Les candidats ont-ils choisi leurs médias? Un appel lancé contre le Front national qui « choisit les médias autorisés à suivre Marine Le Pen » a été signé par une trentaine de sociétés de journalistes. La veille, le mouvement En Marche!, qui fermait la porte de ses meetings à Sputnik et RT pour d'obscurs raisons de « liste », a avoué les mettre volontairement à l'écart, considérant ces entités non pas comme « un organe de presse ni comme un média, mais réellement comme une agence de propagande d'État ».
« Ce n'est pas que le FN, c'est l'ensemble des partis politiques qui font ça », déclare Vincent Christian, délégué syndical CFDT pour La Voix du Nord, un des rares journalistes à avoir répondu à nos sollicitations, bien que n'appréciant pas « les méthodes déontologiques » de Sputnik. Depuis les révélations du Canard enchaîné sur l'emploi présumé fictif de Penelope Fillon, le candidat de la droite éliminé au premier tour avait multiplié les attaques contre les médias, accusés de vouloir le « lyncher ».
Jean-Luc Mélenchon s'en était également pris verbalement aux journalistes durant sa campagne. Mais la palme revient sans doute au Front national: « Malheureusement, le Front national est depuis très longtemps l'ennemi des journalistes. Le syndicat des journalistes a eu à le déplorer à de multiples reprises. Il les agresse, il les insulte, il les menace, il les empêche de travailler. C'est désastreux et choquant, d'autant plus que la présidente de ce parti se présente à la candidature suprême », déplore Dominique Pradalié.
Contacté par Sputnik, le Front national n'a pas souhaité réagir. Tout comme la plupart des signataires, y compris son instigateur Paul Benkimoun, journaliste et président de la société des rédacteurs du Monde, qui n'a pas donné suite.
« Il n'appartient pas à une formation politique de décider des médias habilités à exercer leur rôle démocratique dans notre société », reprochent les journalistes dans leur pétition.
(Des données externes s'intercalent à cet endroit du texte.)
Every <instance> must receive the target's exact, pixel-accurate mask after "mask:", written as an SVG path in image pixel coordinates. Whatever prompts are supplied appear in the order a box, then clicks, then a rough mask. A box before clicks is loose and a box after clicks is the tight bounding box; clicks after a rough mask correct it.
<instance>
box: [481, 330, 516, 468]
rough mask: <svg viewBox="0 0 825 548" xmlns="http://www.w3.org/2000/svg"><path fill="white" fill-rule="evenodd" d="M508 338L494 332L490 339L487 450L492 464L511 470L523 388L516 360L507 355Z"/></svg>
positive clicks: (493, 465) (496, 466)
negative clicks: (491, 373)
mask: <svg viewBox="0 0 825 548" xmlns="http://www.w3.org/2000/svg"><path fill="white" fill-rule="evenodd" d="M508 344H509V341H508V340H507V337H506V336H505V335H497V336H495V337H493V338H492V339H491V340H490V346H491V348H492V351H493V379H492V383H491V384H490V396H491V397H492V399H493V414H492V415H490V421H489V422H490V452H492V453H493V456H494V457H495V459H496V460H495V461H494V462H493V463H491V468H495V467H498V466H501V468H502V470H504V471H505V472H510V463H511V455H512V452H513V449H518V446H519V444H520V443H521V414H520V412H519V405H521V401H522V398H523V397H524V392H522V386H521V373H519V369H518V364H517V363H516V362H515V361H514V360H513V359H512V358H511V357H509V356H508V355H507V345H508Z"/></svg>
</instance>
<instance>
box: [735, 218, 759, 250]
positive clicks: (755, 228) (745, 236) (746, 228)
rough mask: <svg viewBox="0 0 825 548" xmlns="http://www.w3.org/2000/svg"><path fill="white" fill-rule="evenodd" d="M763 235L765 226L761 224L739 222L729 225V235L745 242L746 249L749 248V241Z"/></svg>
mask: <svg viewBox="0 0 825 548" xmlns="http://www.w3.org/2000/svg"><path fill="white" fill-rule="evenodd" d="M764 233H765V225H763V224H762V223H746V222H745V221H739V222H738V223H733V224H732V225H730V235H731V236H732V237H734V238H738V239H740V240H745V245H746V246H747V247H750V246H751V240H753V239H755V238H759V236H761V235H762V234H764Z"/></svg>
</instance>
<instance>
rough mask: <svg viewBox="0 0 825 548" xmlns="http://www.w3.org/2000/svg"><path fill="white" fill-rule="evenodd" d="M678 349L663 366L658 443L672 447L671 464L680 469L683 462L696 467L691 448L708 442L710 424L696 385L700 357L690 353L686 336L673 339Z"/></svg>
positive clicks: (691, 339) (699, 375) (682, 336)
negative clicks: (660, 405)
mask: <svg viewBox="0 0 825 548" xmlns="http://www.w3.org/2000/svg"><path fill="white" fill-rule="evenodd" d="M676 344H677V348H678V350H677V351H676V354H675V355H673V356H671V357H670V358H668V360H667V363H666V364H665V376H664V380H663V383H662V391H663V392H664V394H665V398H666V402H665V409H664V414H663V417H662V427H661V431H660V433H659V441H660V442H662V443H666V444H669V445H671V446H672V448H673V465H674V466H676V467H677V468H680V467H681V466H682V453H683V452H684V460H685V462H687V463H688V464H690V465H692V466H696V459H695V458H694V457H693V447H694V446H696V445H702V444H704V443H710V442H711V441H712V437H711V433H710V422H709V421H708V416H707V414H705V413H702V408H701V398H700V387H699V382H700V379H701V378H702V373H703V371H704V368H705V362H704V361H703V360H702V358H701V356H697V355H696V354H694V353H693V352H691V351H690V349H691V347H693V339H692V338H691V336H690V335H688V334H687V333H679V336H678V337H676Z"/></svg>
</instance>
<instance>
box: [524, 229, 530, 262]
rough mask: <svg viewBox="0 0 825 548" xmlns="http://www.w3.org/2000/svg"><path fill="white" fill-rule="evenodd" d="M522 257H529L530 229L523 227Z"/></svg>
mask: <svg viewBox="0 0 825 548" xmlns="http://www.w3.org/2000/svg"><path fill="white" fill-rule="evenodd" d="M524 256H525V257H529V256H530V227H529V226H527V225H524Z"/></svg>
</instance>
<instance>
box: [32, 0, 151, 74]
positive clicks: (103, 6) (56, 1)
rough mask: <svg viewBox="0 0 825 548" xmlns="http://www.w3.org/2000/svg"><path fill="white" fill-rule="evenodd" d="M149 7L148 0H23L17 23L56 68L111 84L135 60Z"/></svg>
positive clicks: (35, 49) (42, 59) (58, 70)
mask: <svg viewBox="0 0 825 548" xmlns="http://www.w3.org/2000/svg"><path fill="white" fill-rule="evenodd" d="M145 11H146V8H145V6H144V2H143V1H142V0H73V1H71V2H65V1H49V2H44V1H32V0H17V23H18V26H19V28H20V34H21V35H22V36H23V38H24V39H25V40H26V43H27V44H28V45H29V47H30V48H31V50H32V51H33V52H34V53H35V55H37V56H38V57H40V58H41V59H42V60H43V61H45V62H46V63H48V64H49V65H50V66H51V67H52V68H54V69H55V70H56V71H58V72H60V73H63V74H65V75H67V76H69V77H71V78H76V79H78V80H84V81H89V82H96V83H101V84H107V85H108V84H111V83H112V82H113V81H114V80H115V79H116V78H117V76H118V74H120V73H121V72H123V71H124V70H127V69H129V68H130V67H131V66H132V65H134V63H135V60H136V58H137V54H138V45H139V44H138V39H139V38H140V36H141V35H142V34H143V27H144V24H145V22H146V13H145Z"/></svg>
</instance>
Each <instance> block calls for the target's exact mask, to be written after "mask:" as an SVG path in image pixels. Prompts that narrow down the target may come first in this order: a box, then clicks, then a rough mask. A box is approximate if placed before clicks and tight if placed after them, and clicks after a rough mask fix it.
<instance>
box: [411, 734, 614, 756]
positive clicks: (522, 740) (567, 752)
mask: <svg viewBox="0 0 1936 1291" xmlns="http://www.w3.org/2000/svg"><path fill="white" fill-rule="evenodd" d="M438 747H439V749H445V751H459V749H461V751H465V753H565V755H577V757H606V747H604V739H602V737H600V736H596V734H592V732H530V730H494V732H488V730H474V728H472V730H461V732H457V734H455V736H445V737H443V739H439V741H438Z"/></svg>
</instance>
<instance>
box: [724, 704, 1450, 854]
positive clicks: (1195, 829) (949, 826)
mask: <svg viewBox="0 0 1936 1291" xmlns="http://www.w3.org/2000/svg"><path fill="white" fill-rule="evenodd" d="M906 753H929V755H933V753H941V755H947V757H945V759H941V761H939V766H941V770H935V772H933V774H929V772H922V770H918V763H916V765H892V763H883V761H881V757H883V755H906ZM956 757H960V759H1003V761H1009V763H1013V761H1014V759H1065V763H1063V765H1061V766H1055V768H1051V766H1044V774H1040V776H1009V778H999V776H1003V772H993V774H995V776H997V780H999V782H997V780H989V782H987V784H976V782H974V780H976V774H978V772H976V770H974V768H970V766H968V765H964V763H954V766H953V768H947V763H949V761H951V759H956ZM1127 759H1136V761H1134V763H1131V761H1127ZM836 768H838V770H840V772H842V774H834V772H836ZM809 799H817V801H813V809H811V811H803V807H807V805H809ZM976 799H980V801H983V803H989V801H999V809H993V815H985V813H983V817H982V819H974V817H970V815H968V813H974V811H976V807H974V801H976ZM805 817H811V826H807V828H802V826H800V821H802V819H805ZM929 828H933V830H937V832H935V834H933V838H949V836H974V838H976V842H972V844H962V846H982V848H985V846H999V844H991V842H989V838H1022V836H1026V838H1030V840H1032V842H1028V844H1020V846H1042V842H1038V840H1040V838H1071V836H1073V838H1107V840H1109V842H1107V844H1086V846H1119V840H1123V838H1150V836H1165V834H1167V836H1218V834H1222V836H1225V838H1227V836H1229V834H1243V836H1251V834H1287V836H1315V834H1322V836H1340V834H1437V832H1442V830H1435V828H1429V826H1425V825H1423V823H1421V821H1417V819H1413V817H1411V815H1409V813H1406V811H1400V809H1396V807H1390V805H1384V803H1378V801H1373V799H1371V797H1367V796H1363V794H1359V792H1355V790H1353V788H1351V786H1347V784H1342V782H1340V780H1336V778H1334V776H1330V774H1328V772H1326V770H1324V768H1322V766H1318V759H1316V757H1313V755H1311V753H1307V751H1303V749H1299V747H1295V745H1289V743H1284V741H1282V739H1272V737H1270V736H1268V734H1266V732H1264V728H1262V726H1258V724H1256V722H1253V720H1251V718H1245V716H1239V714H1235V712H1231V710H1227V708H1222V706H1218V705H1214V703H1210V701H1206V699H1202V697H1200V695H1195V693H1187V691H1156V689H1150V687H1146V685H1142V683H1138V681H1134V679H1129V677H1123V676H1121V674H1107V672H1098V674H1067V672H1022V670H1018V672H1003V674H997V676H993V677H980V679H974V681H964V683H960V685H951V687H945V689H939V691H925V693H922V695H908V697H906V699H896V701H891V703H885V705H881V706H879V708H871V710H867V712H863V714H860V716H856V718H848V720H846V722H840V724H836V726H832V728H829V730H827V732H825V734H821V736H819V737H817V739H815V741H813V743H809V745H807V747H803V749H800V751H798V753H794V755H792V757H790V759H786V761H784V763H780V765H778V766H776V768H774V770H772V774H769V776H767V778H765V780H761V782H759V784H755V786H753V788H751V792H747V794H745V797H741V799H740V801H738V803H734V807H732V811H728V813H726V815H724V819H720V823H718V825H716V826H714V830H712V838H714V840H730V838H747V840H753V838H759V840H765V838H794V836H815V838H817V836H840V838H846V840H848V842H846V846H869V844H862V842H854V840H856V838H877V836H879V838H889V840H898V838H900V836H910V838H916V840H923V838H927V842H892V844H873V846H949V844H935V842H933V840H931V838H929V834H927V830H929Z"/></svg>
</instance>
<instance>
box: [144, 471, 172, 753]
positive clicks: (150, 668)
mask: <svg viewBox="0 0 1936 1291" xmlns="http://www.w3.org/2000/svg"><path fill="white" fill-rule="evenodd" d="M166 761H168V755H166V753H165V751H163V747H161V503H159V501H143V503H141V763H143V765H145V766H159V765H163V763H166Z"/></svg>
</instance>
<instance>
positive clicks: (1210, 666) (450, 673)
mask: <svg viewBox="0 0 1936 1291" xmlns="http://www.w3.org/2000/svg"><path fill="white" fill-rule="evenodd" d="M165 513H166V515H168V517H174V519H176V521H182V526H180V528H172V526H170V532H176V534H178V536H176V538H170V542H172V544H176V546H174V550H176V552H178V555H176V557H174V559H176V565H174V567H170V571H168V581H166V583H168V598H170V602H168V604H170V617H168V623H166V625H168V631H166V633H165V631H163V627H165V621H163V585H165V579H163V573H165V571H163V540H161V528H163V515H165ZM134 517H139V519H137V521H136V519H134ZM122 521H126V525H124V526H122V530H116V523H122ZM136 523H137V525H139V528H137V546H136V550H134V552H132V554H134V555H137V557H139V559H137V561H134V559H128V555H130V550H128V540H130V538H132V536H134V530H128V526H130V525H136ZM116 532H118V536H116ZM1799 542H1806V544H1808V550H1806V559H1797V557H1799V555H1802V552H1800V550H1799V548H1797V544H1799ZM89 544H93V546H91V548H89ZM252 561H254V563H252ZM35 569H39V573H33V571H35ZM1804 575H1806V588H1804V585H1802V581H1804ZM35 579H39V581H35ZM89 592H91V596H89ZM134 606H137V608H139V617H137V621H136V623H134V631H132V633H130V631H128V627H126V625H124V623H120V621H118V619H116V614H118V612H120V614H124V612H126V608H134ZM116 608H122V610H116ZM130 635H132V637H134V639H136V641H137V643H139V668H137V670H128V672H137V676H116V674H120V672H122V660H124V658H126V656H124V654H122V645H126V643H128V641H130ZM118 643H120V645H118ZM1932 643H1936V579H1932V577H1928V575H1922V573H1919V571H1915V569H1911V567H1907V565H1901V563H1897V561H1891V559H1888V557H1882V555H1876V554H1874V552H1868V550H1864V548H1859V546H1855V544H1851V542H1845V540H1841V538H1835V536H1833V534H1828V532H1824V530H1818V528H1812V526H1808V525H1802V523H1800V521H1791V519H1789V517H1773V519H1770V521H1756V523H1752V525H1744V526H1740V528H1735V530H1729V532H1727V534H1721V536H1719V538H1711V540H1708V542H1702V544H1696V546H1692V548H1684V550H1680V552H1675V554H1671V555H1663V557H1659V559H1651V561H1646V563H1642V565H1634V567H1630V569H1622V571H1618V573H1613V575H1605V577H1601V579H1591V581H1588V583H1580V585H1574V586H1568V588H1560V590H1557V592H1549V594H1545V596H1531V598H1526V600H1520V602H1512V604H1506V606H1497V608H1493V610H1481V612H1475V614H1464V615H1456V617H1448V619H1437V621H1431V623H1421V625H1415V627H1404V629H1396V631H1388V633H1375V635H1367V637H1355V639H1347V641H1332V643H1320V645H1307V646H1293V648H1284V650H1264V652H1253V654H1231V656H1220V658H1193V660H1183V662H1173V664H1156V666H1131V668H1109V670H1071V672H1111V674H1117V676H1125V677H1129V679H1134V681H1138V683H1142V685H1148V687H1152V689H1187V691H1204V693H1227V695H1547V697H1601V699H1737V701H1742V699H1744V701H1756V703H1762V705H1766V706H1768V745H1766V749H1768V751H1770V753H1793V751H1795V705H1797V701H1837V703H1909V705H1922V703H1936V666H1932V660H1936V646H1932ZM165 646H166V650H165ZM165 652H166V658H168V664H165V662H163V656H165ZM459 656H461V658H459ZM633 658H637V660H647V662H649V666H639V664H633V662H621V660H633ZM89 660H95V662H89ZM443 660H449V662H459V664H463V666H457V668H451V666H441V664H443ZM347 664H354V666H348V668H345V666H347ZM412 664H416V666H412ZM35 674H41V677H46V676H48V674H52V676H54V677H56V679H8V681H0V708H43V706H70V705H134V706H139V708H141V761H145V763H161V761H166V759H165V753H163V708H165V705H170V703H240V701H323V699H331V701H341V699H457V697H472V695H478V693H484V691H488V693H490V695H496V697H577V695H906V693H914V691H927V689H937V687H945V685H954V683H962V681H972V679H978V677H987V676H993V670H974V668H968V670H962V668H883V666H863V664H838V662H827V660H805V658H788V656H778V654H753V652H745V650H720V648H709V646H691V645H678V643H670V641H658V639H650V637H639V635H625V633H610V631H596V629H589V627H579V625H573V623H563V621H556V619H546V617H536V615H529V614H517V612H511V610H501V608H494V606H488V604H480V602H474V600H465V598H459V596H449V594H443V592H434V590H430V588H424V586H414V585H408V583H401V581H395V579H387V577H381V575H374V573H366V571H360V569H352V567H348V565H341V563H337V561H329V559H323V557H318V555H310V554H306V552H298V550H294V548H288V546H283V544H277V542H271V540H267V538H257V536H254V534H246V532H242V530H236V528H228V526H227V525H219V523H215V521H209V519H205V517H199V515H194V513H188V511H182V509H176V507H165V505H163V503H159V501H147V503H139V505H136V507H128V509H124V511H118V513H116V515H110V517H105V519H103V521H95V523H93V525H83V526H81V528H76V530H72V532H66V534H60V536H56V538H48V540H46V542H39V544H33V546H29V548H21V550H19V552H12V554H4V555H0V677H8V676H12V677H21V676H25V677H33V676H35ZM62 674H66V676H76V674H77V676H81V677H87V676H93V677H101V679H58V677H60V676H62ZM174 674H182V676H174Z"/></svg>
Pourtant, la même conduite caractérise l'équipe de campagne d'Emmanuel Macron qui choisit aussi « ses » journalistes: Sputnik et RT n'ont pas pu être accrédités à la soirée électorale du premier tour.
« Je ne suis pas plus choquée par l'un ou par l'autre, je suis choquée par que le fait que les mecs nous interdisent de faire des images et nous fournissent des images, quels qu'ils soient », poursuit Vincent Christian, qui se dit aussi « choqué par des pratiques journalistiques qui ne vont pas au fond des choses ». On aurait le droit de refuser des pratiques déontologies, « cela ne me choquerai pas qu'on refuse des gens de Minutes ». « Je n'admets pas qu'on interdise l'accès, qu'on nous interdise de faire notre métier. Mais je dis aussi, regardons nos pratiques », taclant au passage « Sputnik, RT ou toutes chaînes étrangères un peu particulière », qu'il ne considère pas non plus comme des chaînes d'information.
Anormal, mais pas impossible: « En France, l'exercice du métier de journaliste est libre. Contrairement à d'autres pays, il n'y a pas d'accréditation générale par les services de l'État pour couvrir la campagne électorale. Chaque candidat gère donc ses relations avec la presse comme il l'entend », fait savoir le ministère des Affaires étrangères et du Développement international.
Les pressions envers les journalistes durant la présidentielle « ont été croissantes, indues et choquantes », constate Dominique Pradalié, qui ne voit « aucune raison au monde pour qu'il [le FN] soit plus souple ». Quant au mouvement En Marche!, qui ne décroche plus, impossible de savoir s'il continuera à faire perdurer des pratiques qu'il condamne.